Nach einem Match in St. Gallen sind bei Krawallen fünf Polizisten verletzt worden. Ein FCZ-Chaot wurde identifiziert, vier weitere werden gesucht.

FCZ-Ultras zünden Pyros und munitionieren sich mit Schottersteinen auf. Video: Kantonspolizei <nobr>St. Gallen</nobr>

Am 28. Oktober 2018 war es am Bahnhof Winkeln in St. Gallen zu Ausschreitungen zwischen Anhängern des FC Zürich und der Polizei gekommen. Aus einem Zug von 40 Vermummten flogen damals Schottersteine, Handlichtfackeln und Knallkörper.

Fünf Polizisten wurden verletzt, es gab Sachschaden an Fahrzeugen und Gebäuden in der Höhe von 100'000 Franken. Die Bahnstrecke blieb für zwei Stunden unterbrochen, weil der Extrazug nicht mehr fahrtüchtig war.

Verpixelte Bilder

Vor einer Woche hatte die St. Galler Staatsanwaltschaft eine sogenannte Öffentlichkeitsfahndung angekündigt, mit der sie fünf Anhänger sucht, die an der Randale beteiligt gewesen sein sollen. Seither habe ein Mann identifiziert werden können, teilte die Polizei heute Dienstag mit. Gesucht werden damit noch vier Männer.

Nach der Ankündigung der Massnahme vor einer Woche folgt nun als zweiter Schritt die Publikation von vier verpixelten Aufnahmen von FCZ-Anhängern. In einer Woche werden dann die Bilder mit erkennbaren Gesichtern ins Netz gestellt.

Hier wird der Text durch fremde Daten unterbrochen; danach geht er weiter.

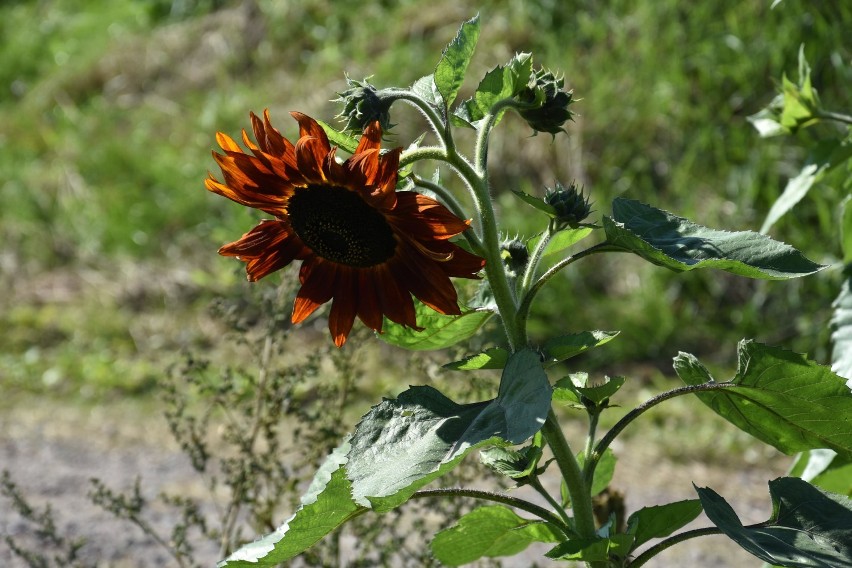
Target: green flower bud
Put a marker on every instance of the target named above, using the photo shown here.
(546, 102)
(515, 256)
(362, 105)
(570, 204)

Auch Berner Polizei sucht FCZ-Gewalttäter

Eine ähnliche Fahndung läuft im Kanton Bern. Die Kantonspolizei hat Bilder von mutmasslichen Gewalttätern auf ihre Website gestellt. Diese Bilder sind mittlerweile nicht mehr verpixelt.

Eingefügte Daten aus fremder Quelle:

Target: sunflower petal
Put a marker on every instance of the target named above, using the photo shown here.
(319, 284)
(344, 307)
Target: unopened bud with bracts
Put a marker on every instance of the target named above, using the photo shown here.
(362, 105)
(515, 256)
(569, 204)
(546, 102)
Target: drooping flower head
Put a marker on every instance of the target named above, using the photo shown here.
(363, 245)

Den Männern in FCZ-Fankleidung wird vorgeworfen, im August 2017 den Extrazug, der YB-Fans zu einem Auswärtsspiel nach Zürich brachte, bei einem Halt in Herzogenbuchsee BE gestürmt zu haben. Dabei wurden Personen bedroht und angegriffen sowie Sachbeschädigungen verübt.